ECLI:NL:RBDHA:2024:2573
Rechtbank Den Haag
- Eerste aanleg - enkelvoudig
- Rechtspraak.nl
Beoordeling van asielaanvraag en interstatelijk vertrouwensbeginsel in het kader van Dublinverordening
In deze uitspraak beoordeelt de Rechtbank Den Haag het beroep van eiser tegen het niet in behandeling nemen van zijn asielaanvraag door de staatssecretaris van Justitie en Veiligheid. De staatssecretaris heeft de aanvraag met het bestreden besluit van 14 december 2023 niet in behandeling genomen, omdat Oostenrijk verantwoordelijk is voor de aanvraag. De rechtbank heeft het beroep op 9 februari 2024 behandeld, waarbij eiser, zijn gemachtigde, een tolk en de gemachtigde van de staatssecretaris aanwezig waren.
Eiser, van Afghaanse nationaliteit, heeft eerder in Nederland een asielaanvraag ingediend die ook niet in behandeling is genomen vanwege de verantwoordelijkheid van Oostenrijk. Eiser heeft op 14 april 2023 een verzoek om internationale bescherming in Oostenrijk ingediend, maar is daarna teruggekeerd naar Nederland en heeft op 5 september 2023 opnieuw een asielaanvraag ingediend. Eiser betoogt dat hij in Oostenrijk in erbarmelijke omstandigheden heeft verkeerd en dat er sprake is van een verschil in beschermingsbeleid voor Afghaanse vluchtelingen tussen Nederland en Oostenrijk.

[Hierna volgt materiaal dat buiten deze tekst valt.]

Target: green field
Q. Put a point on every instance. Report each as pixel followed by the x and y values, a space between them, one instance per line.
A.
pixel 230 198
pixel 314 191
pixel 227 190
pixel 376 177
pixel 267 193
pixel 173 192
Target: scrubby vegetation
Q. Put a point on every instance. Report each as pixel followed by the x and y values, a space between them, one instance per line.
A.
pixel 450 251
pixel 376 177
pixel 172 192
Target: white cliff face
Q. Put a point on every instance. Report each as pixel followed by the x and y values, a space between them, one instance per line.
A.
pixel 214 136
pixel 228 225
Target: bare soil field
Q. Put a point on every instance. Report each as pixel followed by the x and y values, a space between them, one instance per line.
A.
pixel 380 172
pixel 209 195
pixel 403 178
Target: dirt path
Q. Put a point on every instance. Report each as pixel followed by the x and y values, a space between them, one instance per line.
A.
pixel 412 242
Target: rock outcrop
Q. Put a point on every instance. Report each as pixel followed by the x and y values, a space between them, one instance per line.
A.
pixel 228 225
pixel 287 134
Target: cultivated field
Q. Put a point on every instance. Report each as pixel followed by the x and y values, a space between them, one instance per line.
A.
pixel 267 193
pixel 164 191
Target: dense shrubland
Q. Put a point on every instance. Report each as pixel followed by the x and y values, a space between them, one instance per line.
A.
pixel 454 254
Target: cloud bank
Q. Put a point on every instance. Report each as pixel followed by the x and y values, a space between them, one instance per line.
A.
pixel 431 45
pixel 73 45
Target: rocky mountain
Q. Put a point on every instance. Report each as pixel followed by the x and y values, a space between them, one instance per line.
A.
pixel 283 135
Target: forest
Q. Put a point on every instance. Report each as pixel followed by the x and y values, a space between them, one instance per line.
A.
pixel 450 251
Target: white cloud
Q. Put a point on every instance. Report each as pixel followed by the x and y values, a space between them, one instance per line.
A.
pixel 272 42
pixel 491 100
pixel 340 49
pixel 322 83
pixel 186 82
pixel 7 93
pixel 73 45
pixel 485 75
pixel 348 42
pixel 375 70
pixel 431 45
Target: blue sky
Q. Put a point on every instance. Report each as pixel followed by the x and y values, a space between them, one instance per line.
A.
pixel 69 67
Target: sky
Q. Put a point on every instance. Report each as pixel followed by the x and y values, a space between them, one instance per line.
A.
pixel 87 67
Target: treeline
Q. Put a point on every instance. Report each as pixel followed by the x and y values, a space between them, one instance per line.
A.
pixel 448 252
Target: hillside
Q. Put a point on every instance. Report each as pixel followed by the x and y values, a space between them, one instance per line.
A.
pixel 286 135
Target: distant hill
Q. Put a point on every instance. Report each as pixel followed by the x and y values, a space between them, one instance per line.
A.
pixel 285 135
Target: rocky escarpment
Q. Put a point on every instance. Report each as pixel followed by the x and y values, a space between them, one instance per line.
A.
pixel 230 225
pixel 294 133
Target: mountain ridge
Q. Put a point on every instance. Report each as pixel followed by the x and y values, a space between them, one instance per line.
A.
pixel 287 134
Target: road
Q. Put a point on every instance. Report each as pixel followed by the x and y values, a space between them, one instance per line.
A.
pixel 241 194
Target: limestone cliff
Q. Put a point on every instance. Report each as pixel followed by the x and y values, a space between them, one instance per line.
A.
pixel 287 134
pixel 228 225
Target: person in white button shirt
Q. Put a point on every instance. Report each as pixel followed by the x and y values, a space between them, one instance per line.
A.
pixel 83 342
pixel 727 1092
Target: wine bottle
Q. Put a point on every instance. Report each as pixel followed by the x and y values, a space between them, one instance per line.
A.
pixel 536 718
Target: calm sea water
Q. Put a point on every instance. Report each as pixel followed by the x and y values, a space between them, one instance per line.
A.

De rechtbank oordeelt dat de staatssecretaris mag uitgaan van het interstatelijk vertrouwensbeginsel, wat betekent dat hij erop kan vertrouwen dat Oostenrijk zijn internationale verplichtingen nakomt. Eiser heeft niet voldoende onderbouwd dat er sprake is van structurele tekortkomingen in de asielprocedure in Oostenrijk. De rechtbank concludeert dat de staatssecretaris de aanvraag van eiser terecht niet in behandeling heeft genomen en verklaart het beroep ongegrond. Eiser krijgt geen proceskostenvergoeding.